Burning garbage has long been an acceptable way to dispose of waste in America, especially in small rural communities. In the past, it was literally the only way some people could get rid of their household waste. Today however, residents in every community and rural area have access to either a landfill or a waste collection service. Yet despite this fact, the use of burn barrels is still widely practiced in many parts of the United States. Studies indicate that some people burn their garbage to avoid the cost of waste removal or the inconvenience of dumping at landfills. Others believe that by burning their garbage, they are reducing the amount of waste that ends up in landfills. Most are simply not aware of the dangers that burning household waste creates.


The Burning Facts

Burning paper, plastic and food scraps seems harmless enough, but the truth is that burning garbage-even paper-poses serious risks to human health, property and the environment. And it's not just the eye, throat and respiratory problems from smoke. As garbage burns, toxic chemicals are released including, arsenic, mercury, formaldehyde, hydrochloric acid, lead, and many others.
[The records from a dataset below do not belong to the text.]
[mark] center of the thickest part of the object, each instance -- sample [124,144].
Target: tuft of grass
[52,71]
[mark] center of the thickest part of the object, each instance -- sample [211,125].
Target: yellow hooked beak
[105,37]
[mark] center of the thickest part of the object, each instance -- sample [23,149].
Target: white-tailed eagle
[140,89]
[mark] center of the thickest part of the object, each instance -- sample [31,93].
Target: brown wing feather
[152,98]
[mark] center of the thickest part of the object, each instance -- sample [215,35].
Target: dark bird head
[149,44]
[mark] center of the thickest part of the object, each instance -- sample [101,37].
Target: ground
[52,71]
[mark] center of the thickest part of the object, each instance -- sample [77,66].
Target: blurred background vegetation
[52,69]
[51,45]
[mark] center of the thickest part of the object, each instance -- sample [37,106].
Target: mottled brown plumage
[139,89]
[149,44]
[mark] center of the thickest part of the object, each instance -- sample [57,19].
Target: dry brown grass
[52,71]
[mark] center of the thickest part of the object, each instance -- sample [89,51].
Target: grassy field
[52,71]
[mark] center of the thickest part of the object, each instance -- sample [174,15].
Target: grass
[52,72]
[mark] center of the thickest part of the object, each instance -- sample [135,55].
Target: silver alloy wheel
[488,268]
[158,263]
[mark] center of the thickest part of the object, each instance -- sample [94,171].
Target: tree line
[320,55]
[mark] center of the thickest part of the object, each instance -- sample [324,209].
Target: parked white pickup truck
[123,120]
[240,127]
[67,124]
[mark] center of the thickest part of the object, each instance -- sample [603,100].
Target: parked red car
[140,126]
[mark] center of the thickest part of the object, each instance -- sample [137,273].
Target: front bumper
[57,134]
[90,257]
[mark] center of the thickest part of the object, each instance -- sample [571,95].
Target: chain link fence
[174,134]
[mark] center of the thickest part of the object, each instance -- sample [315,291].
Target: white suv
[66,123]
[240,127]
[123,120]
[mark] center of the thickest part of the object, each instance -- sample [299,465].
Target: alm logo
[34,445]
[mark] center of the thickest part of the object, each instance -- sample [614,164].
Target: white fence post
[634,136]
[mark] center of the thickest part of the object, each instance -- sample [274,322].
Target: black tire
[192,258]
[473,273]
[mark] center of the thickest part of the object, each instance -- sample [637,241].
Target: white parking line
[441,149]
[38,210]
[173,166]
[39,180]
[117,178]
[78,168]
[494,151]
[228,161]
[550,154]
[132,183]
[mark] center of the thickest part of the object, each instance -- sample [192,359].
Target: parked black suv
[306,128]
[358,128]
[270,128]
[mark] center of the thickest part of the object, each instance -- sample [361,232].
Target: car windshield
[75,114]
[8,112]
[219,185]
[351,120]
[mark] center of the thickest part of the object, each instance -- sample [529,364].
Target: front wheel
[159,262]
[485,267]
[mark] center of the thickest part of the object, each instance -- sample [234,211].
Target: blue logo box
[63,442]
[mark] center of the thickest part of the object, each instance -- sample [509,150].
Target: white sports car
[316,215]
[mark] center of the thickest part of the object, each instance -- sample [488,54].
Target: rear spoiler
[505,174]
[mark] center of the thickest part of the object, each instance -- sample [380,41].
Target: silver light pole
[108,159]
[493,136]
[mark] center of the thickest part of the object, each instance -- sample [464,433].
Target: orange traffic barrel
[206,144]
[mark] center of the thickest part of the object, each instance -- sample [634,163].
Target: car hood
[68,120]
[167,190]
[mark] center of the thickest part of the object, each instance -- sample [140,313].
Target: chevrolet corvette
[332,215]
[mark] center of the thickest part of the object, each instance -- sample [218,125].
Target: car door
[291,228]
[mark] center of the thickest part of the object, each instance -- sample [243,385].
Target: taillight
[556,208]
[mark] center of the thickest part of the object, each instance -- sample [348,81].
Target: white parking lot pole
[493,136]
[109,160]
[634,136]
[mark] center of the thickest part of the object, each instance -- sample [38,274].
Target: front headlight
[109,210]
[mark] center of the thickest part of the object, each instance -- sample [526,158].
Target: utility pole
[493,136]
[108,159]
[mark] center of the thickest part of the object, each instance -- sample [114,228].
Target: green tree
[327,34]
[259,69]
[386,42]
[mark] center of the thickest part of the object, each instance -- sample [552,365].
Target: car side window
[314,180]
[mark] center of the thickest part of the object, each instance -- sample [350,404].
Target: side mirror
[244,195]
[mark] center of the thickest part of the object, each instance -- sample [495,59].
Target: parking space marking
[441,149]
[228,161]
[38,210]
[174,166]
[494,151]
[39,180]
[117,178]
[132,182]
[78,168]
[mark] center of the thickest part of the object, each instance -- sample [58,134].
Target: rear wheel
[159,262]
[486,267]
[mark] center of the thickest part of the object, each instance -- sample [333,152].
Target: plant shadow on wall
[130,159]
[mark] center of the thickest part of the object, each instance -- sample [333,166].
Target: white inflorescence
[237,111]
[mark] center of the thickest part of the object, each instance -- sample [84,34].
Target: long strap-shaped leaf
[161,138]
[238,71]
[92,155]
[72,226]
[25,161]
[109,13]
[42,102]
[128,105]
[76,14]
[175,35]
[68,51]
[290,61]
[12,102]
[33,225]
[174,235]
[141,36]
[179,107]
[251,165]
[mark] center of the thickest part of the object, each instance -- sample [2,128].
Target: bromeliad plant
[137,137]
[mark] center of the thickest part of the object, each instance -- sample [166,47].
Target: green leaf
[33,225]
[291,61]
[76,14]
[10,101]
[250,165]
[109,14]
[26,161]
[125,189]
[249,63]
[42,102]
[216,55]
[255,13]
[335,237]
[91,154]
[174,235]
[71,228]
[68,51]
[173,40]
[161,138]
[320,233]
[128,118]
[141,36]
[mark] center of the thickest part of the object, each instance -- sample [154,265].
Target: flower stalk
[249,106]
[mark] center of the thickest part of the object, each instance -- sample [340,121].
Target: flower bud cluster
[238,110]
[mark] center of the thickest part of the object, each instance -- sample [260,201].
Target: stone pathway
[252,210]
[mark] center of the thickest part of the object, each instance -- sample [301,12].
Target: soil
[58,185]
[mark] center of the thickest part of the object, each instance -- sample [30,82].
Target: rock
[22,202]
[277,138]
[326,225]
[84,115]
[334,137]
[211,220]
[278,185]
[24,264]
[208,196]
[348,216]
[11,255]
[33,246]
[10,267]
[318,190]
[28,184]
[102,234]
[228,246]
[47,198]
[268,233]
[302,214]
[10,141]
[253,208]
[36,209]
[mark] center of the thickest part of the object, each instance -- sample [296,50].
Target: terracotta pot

Burning garbage also releases dioxins, a known carcinogen. Dioxins are produced when materials containing chlorine (like most paper and many plastics) are burned. When garbage is burned, these heavy metals and chemicals are released, unfiltered, into the air. They build up in the soil and water in our environment and make their way into our bodies through the foods we eat and the water we drink, causing serious health concerns for our children and ourselves. The EPA confirms that exposure to dioxins through food poses one of the highest cancer risks to Americans among toxic chemicals.

And then there are the fire dangers. A fire hazard exists as long as a burn barrel is burning and the ashes continue to smolder. Even a small pile of smoldering ash can start a wildfire days after the garbage was initially burned.

Alternatives to Burning

As of 2005, burning household waste in burn barrels has only been banned in 17 states. Several local laws may also prohibit using burn barrels, but that still leaves 33 states where burn barrels are either legal or regulated. If you or someone you know still practices burning household garbage, consider these safer alternatives:

Dispose of Waste Safely-Have your waste picked up by a licensed waste removal company or take it to a local landfill, transfer station, or a drop-off center. Your local environmental or waste management department will be able to help you find a hauler and locate a nearby landfill.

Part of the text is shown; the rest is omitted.